In some sense, getting "intuition" for this kind of thing is a central and generally unresolvable issue in operator theory (ie, it depends on whatever applications of operator theory you have in mind, and to some extent on the actual operator you are studying).
In another sense, a reasonably complete answer is provided by some version of the spectral theorem.
Self-adjoint operators are multiplication operators by real-valued functions.
Similarly, normal operators (ones commuting with their Hermitian adjoints) are multiplication operators by complex-valued functions. In a very reductive sense, "that's all there is to it."
Many textbook treatments of the spectral theorem for (finite) Hermitian matrices are rather matrix-theoretic in nature, which tends to obscure some of the underlying conceptual stuff. Basis-free treatments of the finite dimensional spectral theorem given in books like Sheldon Axler's Linear algebra done right point the way to a more abstract understanding.

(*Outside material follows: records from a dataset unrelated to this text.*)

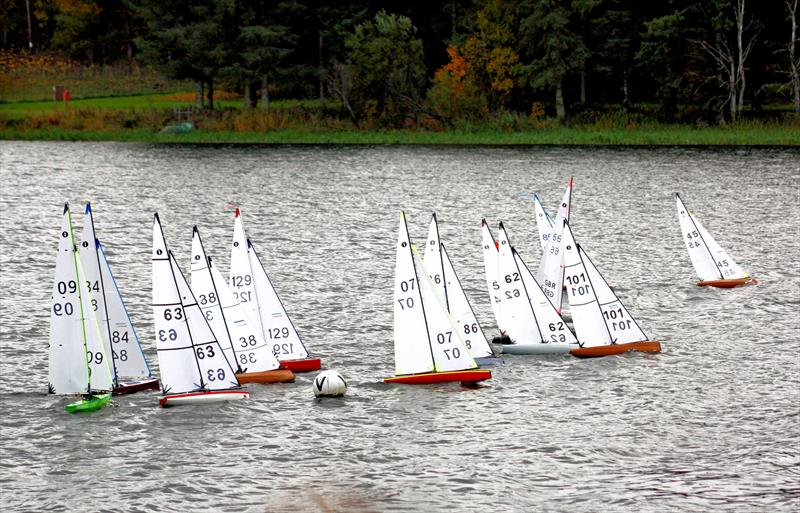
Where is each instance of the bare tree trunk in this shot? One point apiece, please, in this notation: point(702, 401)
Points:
point(264, 94)
point(583, 83)
point(561, 112)
point(626, 98)
point(794, 61)
point(740, 77)
point(321, 74)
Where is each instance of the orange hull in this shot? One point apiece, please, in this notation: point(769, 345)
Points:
point(727, 284)
point(273, 376)
point(304, 365)
point(465, 377)
point(650, 346)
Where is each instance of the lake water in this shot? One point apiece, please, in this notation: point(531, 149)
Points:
point(711, 423)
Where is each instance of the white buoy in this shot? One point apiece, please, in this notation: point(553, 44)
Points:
point(329, 384)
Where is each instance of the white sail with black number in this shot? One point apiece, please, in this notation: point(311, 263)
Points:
point(551, 269)
point(490, 270)
point(462, 313)
point(279, 331)
point(68, 370)
point(241, 275)
point(412, 348)
point(709, 259)
point(599, 316)
point(434, 261)
point(243, 345)
point(544, 222)
point(551, 326)
point(129, 359)
point(177, 321)
point(216, 370)
point(447, 345)
point(517, 317)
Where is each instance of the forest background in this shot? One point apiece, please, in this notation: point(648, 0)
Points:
point(509, 71)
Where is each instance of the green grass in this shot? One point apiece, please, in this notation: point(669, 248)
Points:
point(665, 135)
point(24, 109)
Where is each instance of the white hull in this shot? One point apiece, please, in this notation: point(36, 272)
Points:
point(202, 397)
point(537, 348)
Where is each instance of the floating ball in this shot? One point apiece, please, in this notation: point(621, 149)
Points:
point(329, 384)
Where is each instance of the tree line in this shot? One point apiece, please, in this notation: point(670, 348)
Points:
point(394, 62)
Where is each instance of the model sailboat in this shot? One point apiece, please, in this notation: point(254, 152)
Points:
point(544, 222)
point(428, 346)
point(530, 320)
point(252, 286)
point(551, 269)
point(242, 343)
point(193, 365)
point(130, 370)
point(448, 286)
point(603, 324)
point(75, 339)
point(490, 259)
point(713, 264)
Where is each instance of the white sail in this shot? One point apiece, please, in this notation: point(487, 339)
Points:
point(543, 221)
point(709, 259)
point(551, 269)
point(176, 358)
point(412, 347)
point(516, 313)
point(490, 269)
point(599, 316)
point(447, 345)
point(242, 344)
point(129, 359)
point(216, 371)
point(68, 370)
point(253, 353)
point(241, 275)
point(186, 363)
point(279, 331)
point(98, 348)
point(462, 313)
point(434, 262)
point(551, 326)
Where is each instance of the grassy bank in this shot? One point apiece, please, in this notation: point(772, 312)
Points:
point(661, 135)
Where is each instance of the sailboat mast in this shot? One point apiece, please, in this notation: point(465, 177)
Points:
point(691, 218)
point(419, 291)
point(74, 251)
point(441, 262)
point(96, 253)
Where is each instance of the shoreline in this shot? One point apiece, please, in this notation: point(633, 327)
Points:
point(667, 135)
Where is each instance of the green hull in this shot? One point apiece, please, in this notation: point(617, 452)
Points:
point(93, 403)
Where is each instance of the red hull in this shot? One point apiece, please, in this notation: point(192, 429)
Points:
point(727, 284)
point(274, 376)
point(465, 377)
point(202, 397)
point(304, 365)
point(130, 387)
point(649, 346)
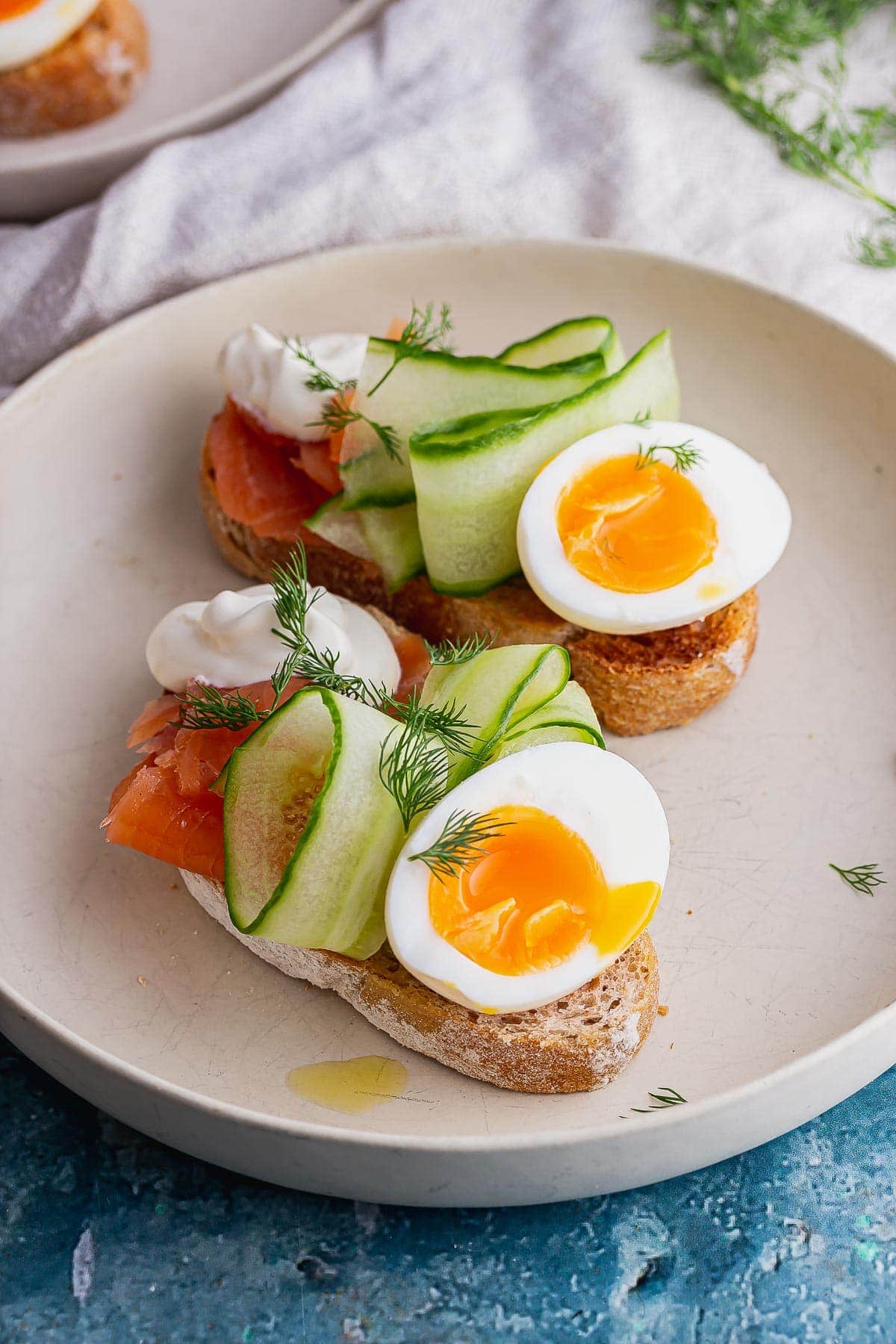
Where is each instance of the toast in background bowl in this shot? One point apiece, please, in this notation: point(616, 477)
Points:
point(89, 75)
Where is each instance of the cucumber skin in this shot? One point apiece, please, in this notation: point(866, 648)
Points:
point(381, 831)
point(371, 479)
point(469, 494)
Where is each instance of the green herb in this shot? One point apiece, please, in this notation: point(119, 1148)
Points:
point(414, 769)
point(738, 43)
point(461, 843)
point(660, 1101)
point(319, 381)
point(862, 878)
point(685, 456)
point(422, 331)
point(455, 652)
point(339, 413)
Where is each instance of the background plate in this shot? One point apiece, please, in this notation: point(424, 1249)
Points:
point(778, 976)
point(210, 62)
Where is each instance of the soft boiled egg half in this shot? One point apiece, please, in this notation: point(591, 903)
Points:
point(570, 877)
point(31, 27)
point(648, 526)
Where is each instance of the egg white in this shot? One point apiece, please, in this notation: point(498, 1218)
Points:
point(597, 794)
point(40, 30)
point(753, 522)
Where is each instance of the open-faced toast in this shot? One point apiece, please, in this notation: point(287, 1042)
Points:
point(637, 683)
point(579, 1043)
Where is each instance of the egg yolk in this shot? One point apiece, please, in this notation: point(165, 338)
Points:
point(13, 8)
point(535, 897)
point(635, 527)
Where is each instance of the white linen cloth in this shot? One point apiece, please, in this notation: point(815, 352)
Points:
point(497, 117)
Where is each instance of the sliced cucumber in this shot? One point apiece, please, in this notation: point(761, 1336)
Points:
point(393, 538)
point(469, 491)
point(497, 690)
point(320, 883)
point(567, 718)
point(435, 386)
point(341, 527)
point(567, 342)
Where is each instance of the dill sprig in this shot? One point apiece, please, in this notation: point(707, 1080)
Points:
point(414, 769)
point(339, 411)
point(660, 1101)
point(736, 43)
point(320, 379)
point(422, 331)
point(207, 707)
point(685, 456)
point(461, 843)
point(458, 651)
point(339, 414)
point(862, 878)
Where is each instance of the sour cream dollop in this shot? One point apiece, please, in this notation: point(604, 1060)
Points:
point(262, 374)
point(228, 641)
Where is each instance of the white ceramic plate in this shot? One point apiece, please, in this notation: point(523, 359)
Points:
point(211, 60)
point(780, 979)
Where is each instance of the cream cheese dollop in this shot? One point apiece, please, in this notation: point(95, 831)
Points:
point(264, 376)
point(228, 640)
point(40, 28)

A next step would be to understand the spectral theorem for operators on separable, but not necessarily finite dimensional, Hilbert spaces. This requires a much more substantial investment in analysis, but a good introduction is Paul Halmos' article What does the spectral theorem say? (I have linked to the journal version of this article; scanned PDFs are also available via Google).
After that, you might want to understand the notion of self-adjointness for unbounded operators on Hilbert space (this is the case of central interest in quantum mechanics). A good resource there is Volume 1 of Reed and Simon's Methods of modern mathematical physics.